# Lake Camanche 9/4 (Northern Calif)



## LDUBS (Sep 5, 2017)

Seems smoke from wildfires has pretty much covered most of Northern California. See the hazy photo below. This is about 75 miles from my house. Sky looks the same at my place. I got out early this morning to avoid the rec boaters. Was on my way back to the dock by 9:30. Managed to boat 4 decent rainbows (largest was 21"). Lost two others. Released two smallmouths and a crappie. I was trolling at 30' to 40' in deep water. Caught everything at 30' to 35'. 

Anyway, this was a decent day of fishing for me!

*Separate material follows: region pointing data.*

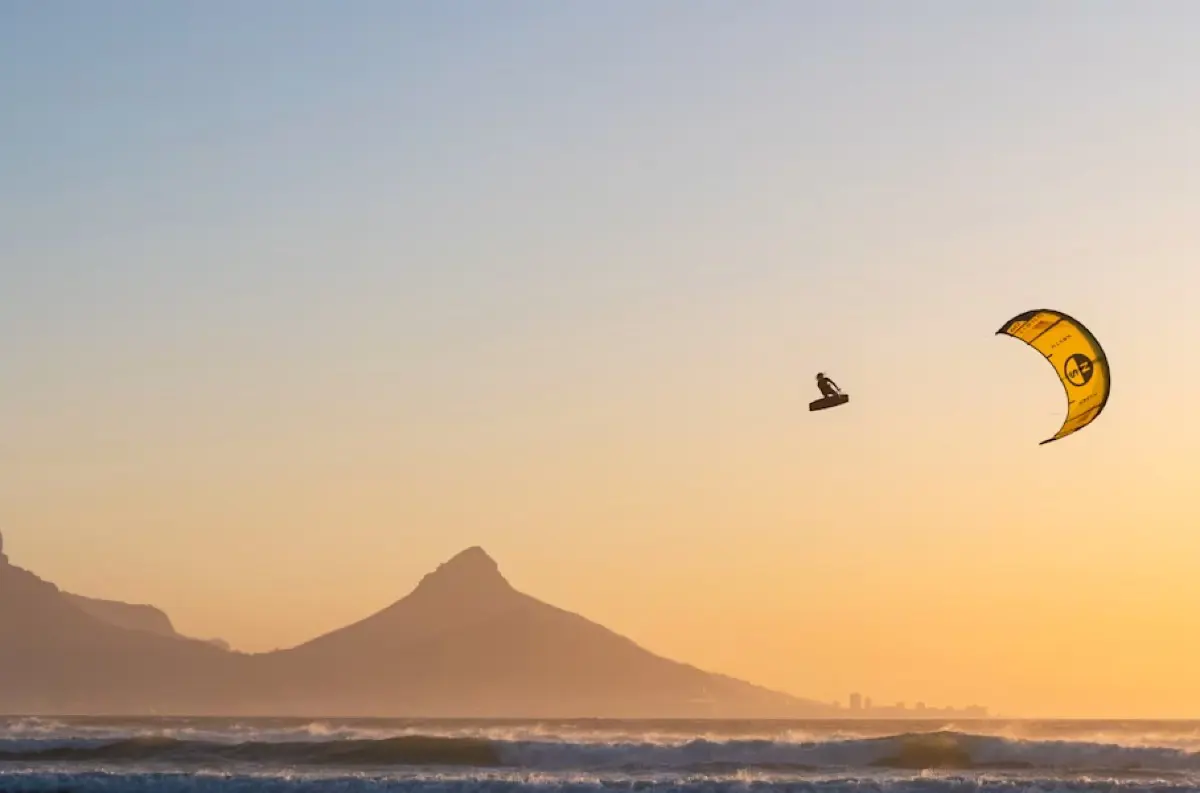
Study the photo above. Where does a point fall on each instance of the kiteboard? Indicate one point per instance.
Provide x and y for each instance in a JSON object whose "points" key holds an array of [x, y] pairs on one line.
{"points": [[828, 402]]}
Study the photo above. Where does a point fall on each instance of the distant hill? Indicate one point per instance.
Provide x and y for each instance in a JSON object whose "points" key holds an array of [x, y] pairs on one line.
{"points": [[466, 643], [136, 617], [463, 643]]}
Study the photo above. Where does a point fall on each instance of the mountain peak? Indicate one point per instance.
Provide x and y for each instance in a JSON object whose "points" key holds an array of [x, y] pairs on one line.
{"points": [[471, 571]]}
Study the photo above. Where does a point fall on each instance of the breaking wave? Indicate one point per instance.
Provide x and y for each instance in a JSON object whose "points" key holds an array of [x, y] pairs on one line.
{"points": [[911, 751]]}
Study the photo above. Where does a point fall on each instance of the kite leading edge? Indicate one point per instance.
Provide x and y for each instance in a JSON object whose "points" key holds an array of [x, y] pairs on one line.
{"points": [[1077, 358]]}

Edit: Sorry, don't know what is going on with the upside-down photo, & don't know how to fix it.


----------



## Jim (Sep 8, 2017)

Thanks for the report! I want to fish Cali one day.


----------



## Stumpalump (Sep 8, 2017)

The news is all about Irma but if not for that all the wildfires would be noted. It's even nasty here near North of Phoenix. Nice catch!


----------



## LDUBS (Sep 8, 2017)

Right outside my front door is a mountain sticking up about 3,000 feet above my house's elevation. One day last week the smoke was so thick I couldn't even see it. 

I will take the smoke any day of the week over Irma or Harvey.


----------